“Good things come to those who wait,” sings BB King. For today’s crowd, the wait is 15 minutes. That’s how long it took to introduce the “king of the blues” by way of an instrumental fanfare, his band indulging their look-at-me-mum solo skills. Fulfilling this year’s “living legend” slot on the Pyramid stage, King, 85, is clearly not in a hurry. When he does finally emerge, however, the blues veteran is an imposing, regal presence.
His music has no problems straddling the generation gap. Whether it’s the swaggering raunch’n’blues of Rock Me Baby or the gospel-tinged See That My Grave Is Kept Clean, his songs are greeted like old friends, so deeply is his DNA embedded within popular music.
King shines brightest without the sax solos and Seinfeld slap-bass of his backing band. At times, his playing is staccato and stripped-back, punctuating songs with curlicues of melody, at others it’s mellifluous and masterful, showcasing shimmering vibrato.

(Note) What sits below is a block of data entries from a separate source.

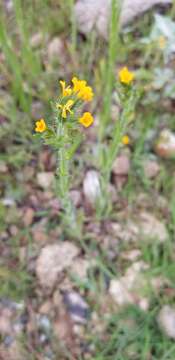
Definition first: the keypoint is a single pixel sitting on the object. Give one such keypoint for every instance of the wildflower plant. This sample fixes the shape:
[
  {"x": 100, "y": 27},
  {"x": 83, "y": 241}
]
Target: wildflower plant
[
  {"x": 127, "y": 96},
  {"x": 64, "y": 133}
]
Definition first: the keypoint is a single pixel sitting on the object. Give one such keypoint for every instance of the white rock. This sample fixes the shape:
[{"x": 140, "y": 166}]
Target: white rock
[
  {"x": 52, "y": 260},
  {"x": 91, "y": 186},
  {"x": 79, "y": 268},
  {"x": 126, "y": 290},
  {"x": 45, "y": 179},
  {"x": 120, "y": 293},
  {"x": 166, "y": 320},
  {"x": 151, "y": 168},
  {"x": 133, "y": 8},
  {"x": 92, "y": 14},
  {"x": 165, "y": 145}
]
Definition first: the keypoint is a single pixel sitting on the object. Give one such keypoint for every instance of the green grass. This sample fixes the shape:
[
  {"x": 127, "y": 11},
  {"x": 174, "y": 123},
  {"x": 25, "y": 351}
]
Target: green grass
[{"x": 130, "y": 334}]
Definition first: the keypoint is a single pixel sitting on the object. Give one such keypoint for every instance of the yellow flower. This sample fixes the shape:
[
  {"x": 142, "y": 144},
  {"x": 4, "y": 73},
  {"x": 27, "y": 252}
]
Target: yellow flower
[
  {"x": 83, "y": 91},
  {"x": 125, "y": 140},
  {"x": 79, "y": 85},
  {"x": 162, "y": 42},
  {"x": 126, "y": 76},
  {"x": 40, "y": 126},
  {"x": 66, "y": 108},
  {"x": 86, "y": 120},
  {"x": 66, "y": 91},
  {"x": 86, "y": 94}
]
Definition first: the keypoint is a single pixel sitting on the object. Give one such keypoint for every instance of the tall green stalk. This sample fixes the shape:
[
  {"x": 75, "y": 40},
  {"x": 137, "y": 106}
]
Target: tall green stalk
[{"x": 109, "y": 78}]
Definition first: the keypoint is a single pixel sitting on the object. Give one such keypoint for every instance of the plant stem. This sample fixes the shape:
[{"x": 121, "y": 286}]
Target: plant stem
[
  {"x": 109, "y": 78},
  {"x": 69, "y": 216}
]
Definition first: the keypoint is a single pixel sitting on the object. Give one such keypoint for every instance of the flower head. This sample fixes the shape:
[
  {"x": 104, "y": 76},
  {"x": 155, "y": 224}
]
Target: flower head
[
  {"x": 66, "y": 108},
  {"x": 40, "y": 126},
  {"x": 86, "y": 120},
  {"x": 82, "y": 90},
  {"x": 125, "y": 140},
  {"x": 126, "y": 76},
  {"x": 66, "y": 91}
]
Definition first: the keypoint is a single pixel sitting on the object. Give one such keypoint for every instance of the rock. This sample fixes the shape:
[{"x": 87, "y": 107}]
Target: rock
[
  {"x": 91, "y": 186},
  {"x": 151, "y": 168},
  {"x": 150, "y": 227},
  {"x": 134, "y": 8},
  {"x": 79, "y": 269},
  {"x": 166, "y": 321},
  {"x": 165, "y": 144},
  {"x": 76, "y": 306},
  {"x": 92, "y": 14},
  {"x": 76, "y": 197},
  {"x": 121, "y": 165},
  {"x": 52, "y": 260},
  {"x": 128, "y": 289},
  {"x": 55, "y": 49},
  {"x": 45, "y": 179}
]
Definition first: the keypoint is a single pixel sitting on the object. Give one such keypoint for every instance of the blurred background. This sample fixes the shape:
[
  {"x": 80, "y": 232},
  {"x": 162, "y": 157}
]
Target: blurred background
[{"x": 109, "y": 294}]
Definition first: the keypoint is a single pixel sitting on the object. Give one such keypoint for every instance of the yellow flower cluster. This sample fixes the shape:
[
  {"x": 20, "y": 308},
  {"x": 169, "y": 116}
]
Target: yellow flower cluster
[
  {"x": 82, "y": 90},
  {"x": 40, "y": 126},
  {"x": 79, "y": 90},
  {"x": 126, "y": 77}
]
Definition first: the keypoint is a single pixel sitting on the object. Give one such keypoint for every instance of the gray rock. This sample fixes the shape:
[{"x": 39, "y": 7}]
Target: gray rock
[
  {"x": 92, "y": 14},
  {"x": 77, "y": 307}
]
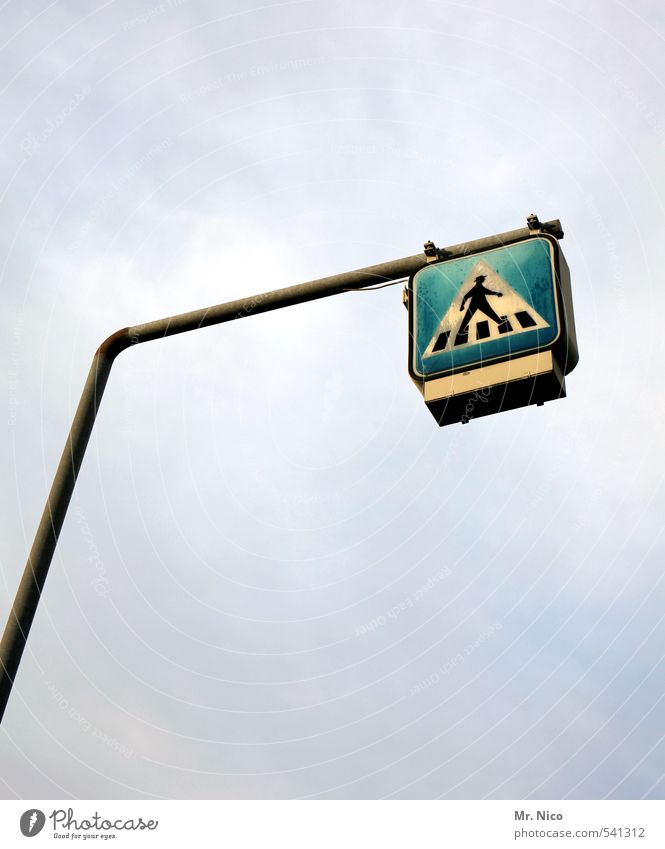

His voice has not diminished with age either: I Need You, soulful and sincere, summons the spirit of Al Green, while The Thrill is Gone, heartfelt and helpless, channels Muddy Waters. A glaring omission is When Love Comes to Town, recorded with U2, suggesting perhaps that King may duet with Bono later this evening.
Glastonbury “living legend” sets can often disappoint, their business-as-usual blandness provoking responses such as “Well, at least I can say I’ve seen him”. Not so with King, who is clearly enjoying himself. Eyes closed and head raised heavenwards, he is blissfully absorbed in his blues. When he announces, “I wish we could just go on and on and on …” there is no doubting his conviction. He closes with Guess Who, serenading the crowd with the line “Someone really loves you … and it’s me”. Judging by the rapturous response, the feeling is mutual.